Visiblement c'était pas gagné. ..Newt cligna deux fois des yeux avant de comprendre. Comme il n'aurait sa carte sim que dans quelques jours seulement il ne pouvait pas non plus communiquer avec ses amis d'ici autrement qu'avec la parole. Ou il pouvait leur envoyer des lettres mais c'était trop vintage à son goût. Puis si il s'y mettait il était pas mal certains que Thomas et Minho partirait dans un délire pseudo moyenâgeux. « Mon bien aimé, alors que je t'écris ces mots, le soleil resplendit de toute sa splendeur resplendissante dans sa grande splendeur » ou quelque chose du genre. Il sourit, heureux pour Thomas Minho Gally et le reste de l'équipe. Ravi d'apprendre ils avaient cartonné ce soir. Il pariait que Thomas allait venir toquer chez lui dès qu'il serait rentré pour lui en parler.
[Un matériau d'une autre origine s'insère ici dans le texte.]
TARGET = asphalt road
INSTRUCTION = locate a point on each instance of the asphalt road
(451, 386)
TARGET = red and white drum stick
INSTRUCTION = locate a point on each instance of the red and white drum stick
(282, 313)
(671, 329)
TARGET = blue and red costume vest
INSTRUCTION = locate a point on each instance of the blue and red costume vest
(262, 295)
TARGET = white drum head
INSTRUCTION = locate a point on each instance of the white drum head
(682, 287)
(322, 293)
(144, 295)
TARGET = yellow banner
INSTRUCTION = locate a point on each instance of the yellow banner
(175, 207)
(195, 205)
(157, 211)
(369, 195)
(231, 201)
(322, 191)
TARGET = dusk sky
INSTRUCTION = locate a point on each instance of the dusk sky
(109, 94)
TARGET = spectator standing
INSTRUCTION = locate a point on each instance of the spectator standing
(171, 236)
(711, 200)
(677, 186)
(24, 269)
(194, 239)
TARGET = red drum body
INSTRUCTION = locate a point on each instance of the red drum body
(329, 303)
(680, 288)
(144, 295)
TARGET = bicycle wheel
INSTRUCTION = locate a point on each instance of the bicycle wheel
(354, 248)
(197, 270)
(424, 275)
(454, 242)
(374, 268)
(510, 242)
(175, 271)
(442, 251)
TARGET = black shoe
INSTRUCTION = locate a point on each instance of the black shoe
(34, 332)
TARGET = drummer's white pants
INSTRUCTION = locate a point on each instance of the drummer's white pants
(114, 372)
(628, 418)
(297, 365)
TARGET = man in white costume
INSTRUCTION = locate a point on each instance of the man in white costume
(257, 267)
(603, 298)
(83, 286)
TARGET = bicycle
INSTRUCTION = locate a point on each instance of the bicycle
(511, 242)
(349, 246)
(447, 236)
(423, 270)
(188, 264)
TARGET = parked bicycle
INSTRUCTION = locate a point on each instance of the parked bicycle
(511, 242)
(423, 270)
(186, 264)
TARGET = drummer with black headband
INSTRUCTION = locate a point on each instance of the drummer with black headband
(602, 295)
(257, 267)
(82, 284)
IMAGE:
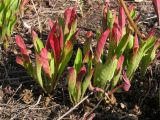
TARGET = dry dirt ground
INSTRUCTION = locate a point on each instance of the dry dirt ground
(21, 98)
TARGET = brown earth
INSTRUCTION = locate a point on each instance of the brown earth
(21, 98)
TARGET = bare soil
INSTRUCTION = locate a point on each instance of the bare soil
(21, 97)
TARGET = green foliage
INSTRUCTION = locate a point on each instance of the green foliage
(8, 17)
(79, 76)
(51, 58)
(126, 52)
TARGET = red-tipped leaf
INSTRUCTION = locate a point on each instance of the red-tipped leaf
(100, 44)
(21, 45)
(116, 31)
(61, 39)
(136, 45)
(44, 62)
(120, 62)
(126, 84)
(122, 18)
(156, 4)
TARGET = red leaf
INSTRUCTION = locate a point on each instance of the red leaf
(61, 40)
(23, 3)
(80, 76)
(116, 31)
(101, 43)
(20, 60)
(70, 16)
(126, 84)
(54, 27)
(120, 62)
(89, 34)
(44, 61)
(131, 7)
(22, 46)
(34, 37)
(87, 57)
(54, 42)
(51, 23)
(136, 45)
(122, 18)
(156, 4)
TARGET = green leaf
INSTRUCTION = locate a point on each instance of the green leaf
(136, 59)
(67, 53)
(72, 31)
(78, 60)
(149, 57)
(106, 73)
(86, 82)
(38, 68)
(123, 43)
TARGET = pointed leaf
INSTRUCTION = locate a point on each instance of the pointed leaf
(61, 39)
(122, 19)
(136, 44)
(126, 84)
(72, 76)
(78, 60)
(44, 62)
(80, 77)
(100, 44)
(67, 53)
(86, 82)
(21, 45)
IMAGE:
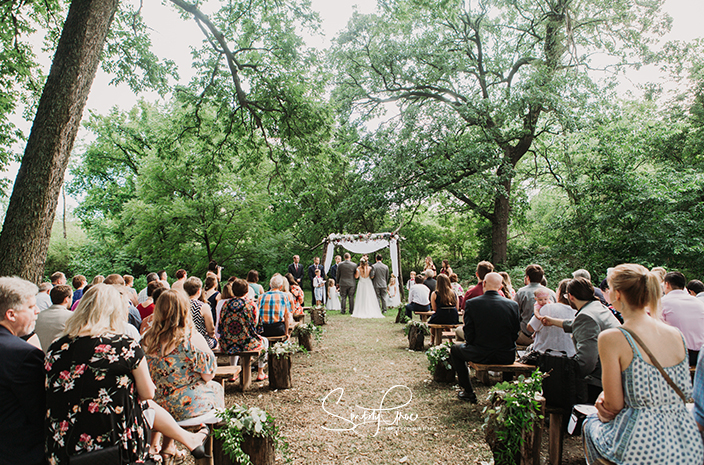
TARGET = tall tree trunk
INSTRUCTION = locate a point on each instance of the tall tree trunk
(502, 213)
(30, 215)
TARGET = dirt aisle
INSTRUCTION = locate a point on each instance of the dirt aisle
(366, 364)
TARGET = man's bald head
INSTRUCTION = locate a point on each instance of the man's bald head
(492, 282)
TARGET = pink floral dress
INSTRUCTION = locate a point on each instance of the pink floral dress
(179, 387)
(91, 397)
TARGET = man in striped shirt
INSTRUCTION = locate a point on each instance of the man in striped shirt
(274, 308)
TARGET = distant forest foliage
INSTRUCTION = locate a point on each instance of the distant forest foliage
(478, 130)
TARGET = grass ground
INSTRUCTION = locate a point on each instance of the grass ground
(362, 364)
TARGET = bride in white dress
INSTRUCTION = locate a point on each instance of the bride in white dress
(366, 305)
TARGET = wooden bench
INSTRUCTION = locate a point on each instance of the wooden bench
(424, 315)
(274, 339)
(246, 362)
(226, 373)
(483, 370)
(438, 332)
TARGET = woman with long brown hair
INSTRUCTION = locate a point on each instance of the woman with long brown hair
(181, 364)
(642, 417)
(444, 303)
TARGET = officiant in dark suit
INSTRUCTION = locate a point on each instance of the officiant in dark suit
(296, 269)
(380, 279)
(347, 279)
(491, 325)
(311, 275)
(332, 273)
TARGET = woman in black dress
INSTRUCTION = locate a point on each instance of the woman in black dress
(98, 387)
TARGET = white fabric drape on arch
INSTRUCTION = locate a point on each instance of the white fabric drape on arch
(365, 247)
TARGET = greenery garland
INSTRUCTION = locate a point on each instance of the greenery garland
(241, 421)
(517, 412)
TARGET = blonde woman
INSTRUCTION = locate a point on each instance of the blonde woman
(98, 386)
(181, 363)
(641, 419)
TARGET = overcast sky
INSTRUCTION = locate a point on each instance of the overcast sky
(173, 38)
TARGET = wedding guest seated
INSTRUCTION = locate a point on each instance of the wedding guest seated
(418, 298)
(42, 297)
(507, 287)
(237, 327)
(118, 281)
(684, 312)
(142, 296)
(444, 303)
(51, 322)
(592, 318)
(146, 308)
(225, 296)
(75, 304)
(211, 293)
(491, 325)
(22, 407)
(97, 380)
(640, 418)
(411, 281)
(297, 293)
(200, 312)
(78, 282)
(274, 309)
(429, 280)
(483, 268)
(696, 289)
(181, 364)
(456, 286)
(147, 322)
(552, 337)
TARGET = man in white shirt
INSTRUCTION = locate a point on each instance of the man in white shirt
(418, 298)
(684, 312)
(52, 321)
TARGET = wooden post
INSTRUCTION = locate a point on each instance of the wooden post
(280, 372)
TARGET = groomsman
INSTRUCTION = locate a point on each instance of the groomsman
(296, 269)
(311, 275)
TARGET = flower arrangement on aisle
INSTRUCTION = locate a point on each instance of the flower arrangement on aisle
(513, 415)
(249, 433)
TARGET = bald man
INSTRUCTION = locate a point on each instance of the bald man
(491, 325)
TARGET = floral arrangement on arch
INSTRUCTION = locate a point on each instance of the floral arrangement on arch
(365, 237)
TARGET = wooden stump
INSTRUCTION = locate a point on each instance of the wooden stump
(280, 372)
(306, 340)
(416, 339)
(318, 316)
(261, 451)
(443, 375)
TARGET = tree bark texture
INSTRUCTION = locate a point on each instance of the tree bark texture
(280, 372)
(261, 451)
(24, 241)
(306, 340)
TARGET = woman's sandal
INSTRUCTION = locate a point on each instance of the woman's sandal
(199, 452)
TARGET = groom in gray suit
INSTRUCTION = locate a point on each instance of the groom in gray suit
(346, 279)
(380, 279)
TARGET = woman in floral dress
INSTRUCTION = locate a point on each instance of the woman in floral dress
(97, 382)
(181, 363)
(238, 322)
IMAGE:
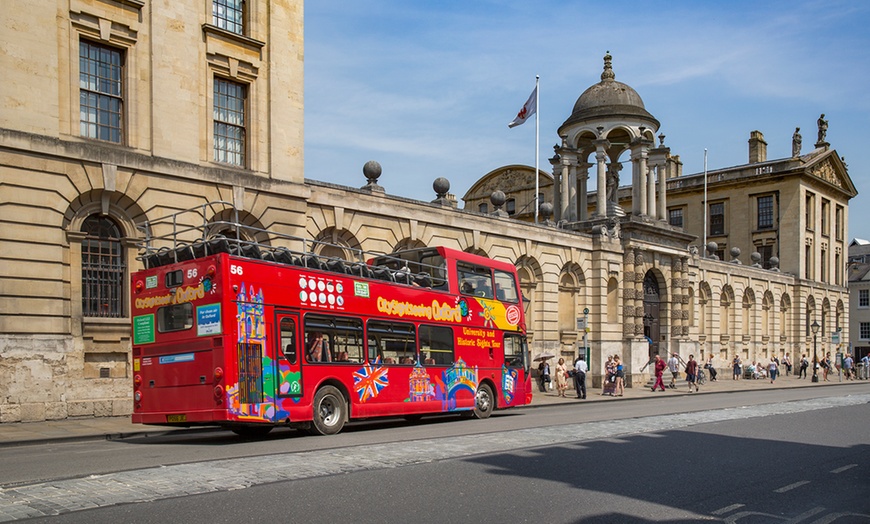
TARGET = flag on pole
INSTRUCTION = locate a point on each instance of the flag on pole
(529, 109)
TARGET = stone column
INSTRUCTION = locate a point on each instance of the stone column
(676, 297)
(572, 192)
(638, 292)
(638, 178)
(583, 182)
(564, 190)
(556, 162)
(601, 160)
(628, 311)
(663, 188)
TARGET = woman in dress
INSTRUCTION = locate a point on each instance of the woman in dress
(561, 377)
(619, 388)
(609, 377)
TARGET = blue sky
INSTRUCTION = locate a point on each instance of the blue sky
(427, 88)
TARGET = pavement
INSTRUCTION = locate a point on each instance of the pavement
(111, 428)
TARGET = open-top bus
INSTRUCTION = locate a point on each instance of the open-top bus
(231, 330)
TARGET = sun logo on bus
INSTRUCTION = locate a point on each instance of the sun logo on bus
(463, 308)
(487, 315)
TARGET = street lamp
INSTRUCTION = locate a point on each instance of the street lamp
(815, 328)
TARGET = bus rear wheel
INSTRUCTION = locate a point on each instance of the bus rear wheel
(330, 411)
(484, 402)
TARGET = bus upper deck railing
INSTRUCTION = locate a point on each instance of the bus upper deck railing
(189, 234)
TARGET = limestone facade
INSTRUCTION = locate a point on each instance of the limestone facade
(210, 109)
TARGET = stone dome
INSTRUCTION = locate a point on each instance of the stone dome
(609, 98)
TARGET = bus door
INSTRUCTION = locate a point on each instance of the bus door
(288, 356)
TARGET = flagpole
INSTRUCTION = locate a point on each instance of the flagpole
(704, 247)
(537, 146)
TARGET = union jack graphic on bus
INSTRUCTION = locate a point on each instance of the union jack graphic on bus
(369, 381)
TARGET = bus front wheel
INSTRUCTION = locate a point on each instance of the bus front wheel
(330, 411)
(484, 402)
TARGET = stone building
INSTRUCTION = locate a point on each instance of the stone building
(133, 110)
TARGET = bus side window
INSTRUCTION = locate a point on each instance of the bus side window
(288, 339)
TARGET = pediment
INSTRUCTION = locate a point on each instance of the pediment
(834, 171)
(508, 179)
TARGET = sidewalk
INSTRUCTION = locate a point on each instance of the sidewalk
(20, 433)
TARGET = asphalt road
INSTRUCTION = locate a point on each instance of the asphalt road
(790, 456)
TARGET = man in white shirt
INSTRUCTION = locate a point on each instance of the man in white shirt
(674, 368)
(580, 369)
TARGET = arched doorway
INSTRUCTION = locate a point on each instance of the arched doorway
(651, 305)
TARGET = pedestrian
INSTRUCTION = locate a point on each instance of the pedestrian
(692, 373)
(737, 367)
(659, 368)
(561, 377)
(711, 367)
(674, 368)
(609, 377)
(543, 375)
(620, 377)
(580, 369)
(848, 362)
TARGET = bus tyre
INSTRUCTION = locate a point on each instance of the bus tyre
(330, 411)
(484, 402)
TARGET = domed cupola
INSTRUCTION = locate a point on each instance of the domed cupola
(609, 99)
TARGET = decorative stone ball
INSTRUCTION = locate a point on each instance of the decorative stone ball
(546, 209)
(372, 170)
(441, 185)
(497, 198)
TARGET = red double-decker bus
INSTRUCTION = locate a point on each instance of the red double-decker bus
(230, 330)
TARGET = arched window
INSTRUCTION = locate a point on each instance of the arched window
(104, 269)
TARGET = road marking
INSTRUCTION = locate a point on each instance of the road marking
(791, 486)
(727, 509)
(805, 515)
(53, 497)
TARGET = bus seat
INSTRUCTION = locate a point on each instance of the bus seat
(312, 262)
(164, 256)
(250, 250)
(423, 279)
(218, 244)
(183, 252)
(402, 277)
(199, 248)
(336, 265)
(382, 273)
(151, 260)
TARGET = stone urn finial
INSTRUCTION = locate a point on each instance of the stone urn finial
(372, 171)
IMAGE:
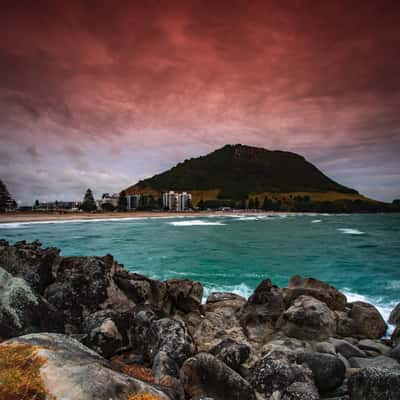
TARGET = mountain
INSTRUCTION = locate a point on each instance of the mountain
(235, 171)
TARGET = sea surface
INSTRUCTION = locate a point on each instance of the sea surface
(359, 254)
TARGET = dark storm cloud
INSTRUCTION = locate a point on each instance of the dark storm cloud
(140, 85)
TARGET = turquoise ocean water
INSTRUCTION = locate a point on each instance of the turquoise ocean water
(359, 254)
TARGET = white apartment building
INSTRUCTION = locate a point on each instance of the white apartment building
(177, 201)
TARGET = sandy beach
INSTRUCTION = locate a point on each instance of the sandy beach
(55, 216)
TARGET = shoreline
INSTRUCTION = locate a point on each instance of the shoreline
(16, 217)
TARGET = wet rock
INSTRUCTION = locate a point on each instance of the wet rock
(325, 347)
(368, 322)
(278, 376)
(72, 371)
(394, 318)
(171, 337)
(30, 262)
(24, 311)
(347, 349)
(204, 376)
(233, 354)
(375, 384)
(308, 318)
(84, 285)
(186, 295)
(218, 325)
(374, 362)
(218, 300)
(143, 291)
(329, 295)
(107, 331)
(266, 304)
(395, 352)
(328, 370)
(371, 345)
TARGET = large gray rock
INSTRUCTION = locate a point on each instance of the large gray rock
(30, 262)
(186, 295)
(72, 371)
(308, 318)
(107, 331)
(204, 376)
(329, 295)
(347, 349)
(367, 320)
(266, 304)
(84, 285)
(371, 345)
(24, 311)
(233, 354)
(171, 337)
(279, 376)
(374, 362)
(375, 384)
(394, 317)
(328, 370)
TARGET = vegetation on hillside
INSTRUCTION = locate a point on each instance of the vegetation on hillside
(239, 170)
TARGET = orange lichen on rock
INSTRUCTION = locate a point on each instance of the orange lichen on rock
(139, 372)
(20, 373)
(144, 396)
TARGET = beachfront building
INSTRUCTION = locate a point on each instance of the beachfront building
(177, 201)
(133, 201)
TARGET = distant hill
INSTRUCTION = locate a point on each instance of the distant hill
(235, 171)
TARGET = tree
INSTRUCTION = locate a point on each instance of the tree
(7, 203)
(122, 202)
(88, 203)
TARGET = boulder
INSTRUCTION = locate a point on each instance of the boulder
(325, 347)
(107, 331)
(186, 295)
(233, 354)
(347, 349)
(328, 370)
(266, 304)
(84, 285)
(69, 370)
(30, 262)
(217, 325)
(374, 362)
(395, 352)
(368, 322)
(278, 376)
(143, 291)
(299, 286)
(394, 318)
(24, 311)
(375, 384)
(204, 376)
(371, 345)
(217, 300)
(308, 318)
(171, 337)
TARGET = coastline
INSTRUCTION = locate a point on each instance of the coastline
(16, 217)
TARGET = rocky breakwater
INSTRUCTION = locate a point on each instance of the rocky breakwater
(85, 328)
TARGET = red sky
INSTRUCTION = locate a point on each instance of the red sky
(101, 93)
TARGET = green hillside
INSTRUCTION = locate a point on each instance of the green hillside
(238, 170)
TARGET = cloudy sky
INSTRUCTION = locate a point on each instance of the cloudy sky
(102, 93)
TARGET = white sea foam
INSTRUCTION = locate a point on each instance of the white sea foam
(350, 231)
(195, 222)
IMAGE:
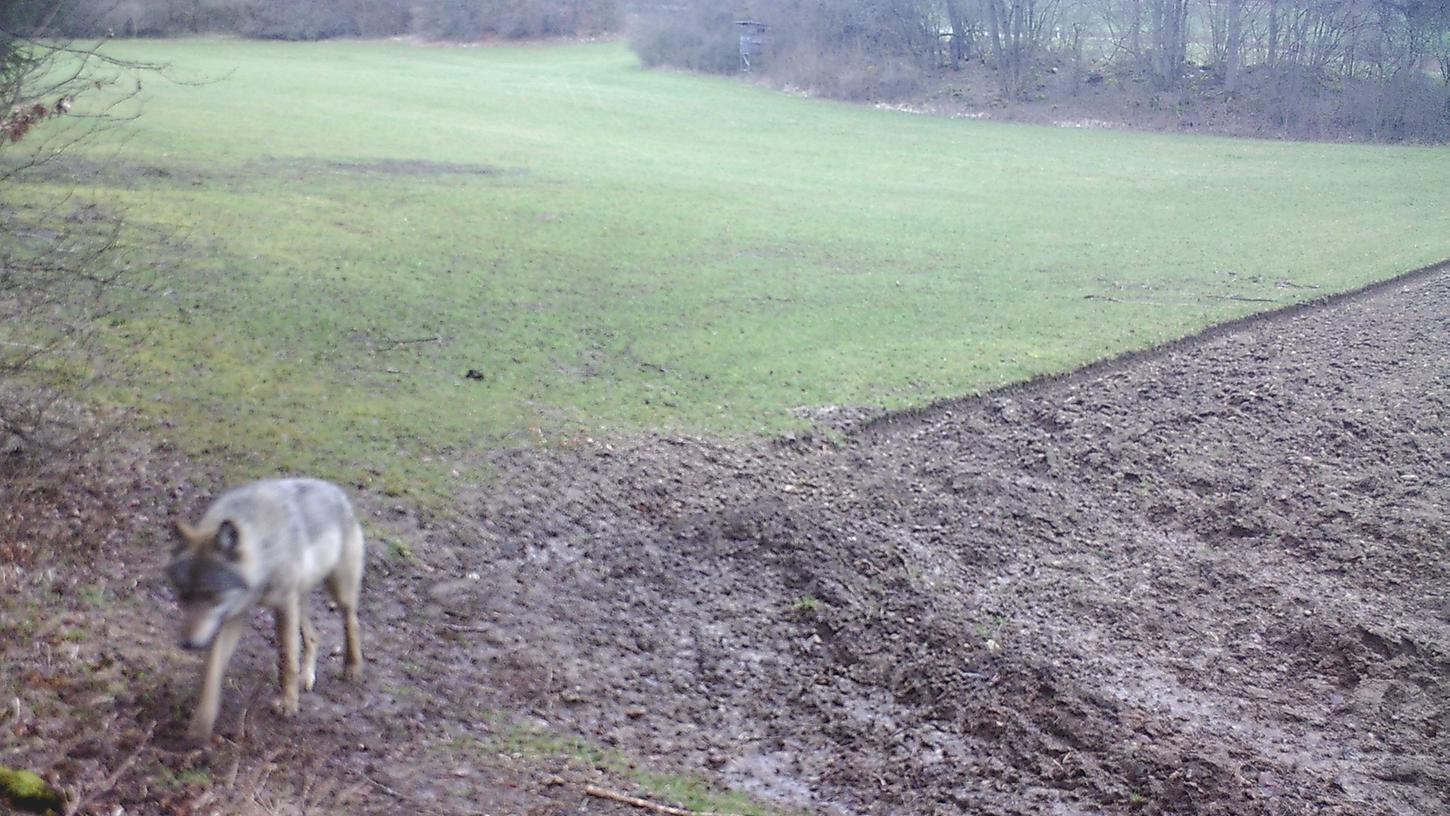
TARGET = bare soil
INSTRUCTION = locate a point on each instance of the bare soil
(1204, 580)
Newt devait vraiment allait dormir si il voulait supporter le brun dans un état aussi euphorique. Il souhaita une bonne nuit à Jenny qui lui rendit et rentra dans sa maison alors que chez les voisins il entendit une voix grave hurler un « PUTAIN JENNY LA FERME ET DORS » sans doute son père.
L'anglais rit doucement en songeant à tous les voisins qui était sûrement entrain de les maudire. Ça devait arrivait souvent chez eux avec le caractère trempé des enfants.Quand il referma la porte d'entrée une odeur de fruit rouge vint chatouiller ses narines. Sa mère avait allumé une bougie parfumé dans le salon à défaut de la lumière. Elle avait ouvert un livre et semblait totalement plongé dans l'histoire. Mr Jewel était sûrement monté dans sa chambre pour dormir. Newt passa près de sa mère pour l'embrasser et monta également dormir.
Il rêva de ses mauvais souvenirs cette nuit là mais le visage de ses assaillants avaient tous prit celui du serveur du restaurant. Et dans ses songes Newt le détesta sans pour autant le connaître, parce qu'il était comme ça. Ce garçon peureux qu'on n'apprécie pas à cause d'une simple différence. Il détesta ce visage rieur qui lui hurlait « tu es un monstre ». Il haït cette personne parce qu'elle était devenu une représentation de la crainte de Newt. Sans aucune raison certes mais c'était le subconscient de l'anglais qui en avait décidé ainsi. Et parfois le cerveau de Newt se débarrassait de toute logique pour ne devenir qu'un amas de désespoir et de terreur. Quand il se réveilla en sursaut, le visage mouillé, il le détesta encore.